No país, há cinco municípios que gerem os seus transportes colectivos: Coimbra, Braga, Bragança, Portalegre e Barreiro. Este último caso é um exemplo com 60 anos, que nasceu para dar resposta aos funcionários da CUF, que era a grande empregadora da região à época: os Transportes Colectivos do Barreiro levavam os trabalhadores de casa para a fábrica. Saltando, porém, para o presente e para processos mais recentes e polémicos (Lisboa e Porto), será daqui a cerca de uma semana, e por iniciativa do PCP, que o Parlamento vai debater as apreciações parlamentares dos decretos-lei sobre os processos de descentralização/municipalização relativos à STCP e à Carris. No caso da municipalização da gestão da Carris, a medida foi decidida pelo Governo a 22 de Dezembro, promulgada pelo Presidente da República, e entrou em vigor a 1 de Fevereiro. “A transferência está hoje consumada, está feita”, disse nesse dia o primeiro-ministro António Costa.

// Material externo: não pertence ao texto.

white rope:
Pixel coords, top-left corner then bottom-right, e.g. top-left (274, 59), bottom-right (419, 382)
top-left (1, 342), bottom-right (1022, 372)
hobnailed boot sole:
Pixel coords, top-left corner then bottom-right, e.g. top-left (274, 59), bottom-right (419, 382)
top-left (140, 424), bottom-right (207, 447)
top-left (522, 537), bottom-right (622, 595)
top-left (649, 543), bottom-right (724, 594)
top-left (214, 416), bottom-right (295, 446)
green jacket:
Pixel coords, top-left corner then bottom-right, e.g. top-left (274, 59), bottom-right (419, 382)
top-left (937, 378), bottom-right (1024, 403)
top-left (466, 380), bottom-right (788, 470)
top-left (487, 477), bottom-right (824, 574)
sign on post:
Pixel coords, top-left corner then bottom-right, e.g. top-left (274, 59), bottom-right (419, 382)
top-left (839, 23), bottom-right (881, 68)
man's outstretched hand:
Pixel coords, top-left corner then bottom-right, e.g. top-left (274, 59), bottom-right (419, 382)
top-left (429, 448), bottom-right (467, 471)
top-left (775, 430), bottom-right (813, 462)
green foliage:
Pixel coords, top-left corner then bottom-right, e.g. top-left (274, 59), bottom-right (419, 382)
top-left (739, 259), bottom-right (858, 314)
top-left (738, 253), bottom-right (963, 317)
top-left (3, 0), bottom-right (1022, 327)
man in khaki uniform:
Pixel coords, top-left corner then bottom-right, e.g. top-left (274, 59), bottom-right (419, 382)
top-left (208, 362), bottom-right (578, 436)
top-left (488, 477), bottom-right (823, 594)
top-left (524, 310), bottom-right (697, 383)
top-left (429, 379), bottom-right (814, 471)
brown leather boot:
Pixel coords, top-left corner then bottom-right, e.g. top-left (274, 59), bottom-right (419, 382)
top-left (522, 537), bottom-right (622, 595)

Foram os comunistas que pediram a apreciação parlamentar dos decretos-lei do Governo sobre a descentralização de competências e gestão da Carris, em Lisboa, e já tinham pedido sobre a STCP, do Porto. O debate dos dois pedidos de apreciação parlamentar está agora marcado para 24 de Fevereiro. Para o PCP, as competências de autoridade de transportes não devem ser exercidas pelas autarquias de Lisboa ou do Porto, nem por uma entidade supramunicipal, mas sim reintegradas no sector empresarial do Estado. Recorde-se que, no caso da STCP, o PS alterou o decreto sobre os estatutos da STCP e Metro do Porto, depois do veto do Presidente da República que discordou que se vedasse “taxativamente” qualquer participação de entidades privadas.

Parques naturais

O Governo quer introduzir alterações na forma como são geridos os territórios protegidos ambientalmente, dando mais poder às câmaras municipais. Para já, para testar o novo modelo, a ideia é avançar, até ao final de Março e no Parque Tejo Internacional, com um projecto-piloto. O que o executivo quer é dar a liderança a um autarca, mas deixando áreas em que o Instituto de Conservação da Natureza (ICNF) “será soberano”. O ministro do Ambiente, João Pedro Matos Fernandes, explicou ao PÚBLICO que, “com este modelo não se pretende retirar poder ao ICNF, mas sim valorizar o papel das autarquias”. A tutela quer, assim, passar para as câmaras a gestão do que tem que ver com actividades económicas, culturais e sociais, ficando o ICNF com a parte de conservação da natureza. O modelo proposto passará por uma direcção “colegial” tripartida que incluirá câmaras, ICNF (membro fixo na equipa) e outras entidades com actividade na área, como por exemplo universidades. Nas áreas protegidas com vários municípios um só autarca “assumirá a direcção do parque e será o seu rosto”, mas a representação municipal deverá ser feita “num regime de rotatividade”. A esquerda, porém, não concorda com esta medida, por considerar que se submetem os interesses da conservação da natureza aos interesses económicos e argumenta ainda que se trata de uma “municipalização” da gestão das áreas protegidas. O Governo nega, opondo que o que está em causa é apenas deixar a cargo das câmaras algumas vertentes da gestão.

Zonas ribeirinhas

O anúncio já foi feito pelo Governo. Em Outubro, a ministra do Mar, Ana Paula Vitorino, aproveitou uma passagem pela Figueira da Foz para adiantar que o Governo dará às autarquias interessadas a gestão dos espaços ribeirinhos e das instalações náuticas de recreio. “Se as câmaras municipais quiserem gerir as instalações [náuticas de recreio], vão poder fazê-lo”, afirmou a governante, sublinhando que o executivo também já propôs às autarquias que a gestão dos espaços ribeirinhos seja transferida para a sua esfera. Este é um dos aspectos que consta da versão preliminar do documento que vai nesta quinta-feira a Conselho de Ministros e que, segundo o presidente da Associação Nacional de Municípios, Manuel Machado, deverá estar também incluído na versão final. Manuel Machado explica ainda que várias das competências que vão ser agora objecto de transferência são a “formalização” de trabalhos que as autarquias já fazem na prática, tais como, exemplifica, a limpeza das praias. Com S.S., L.V., J.P., M.C.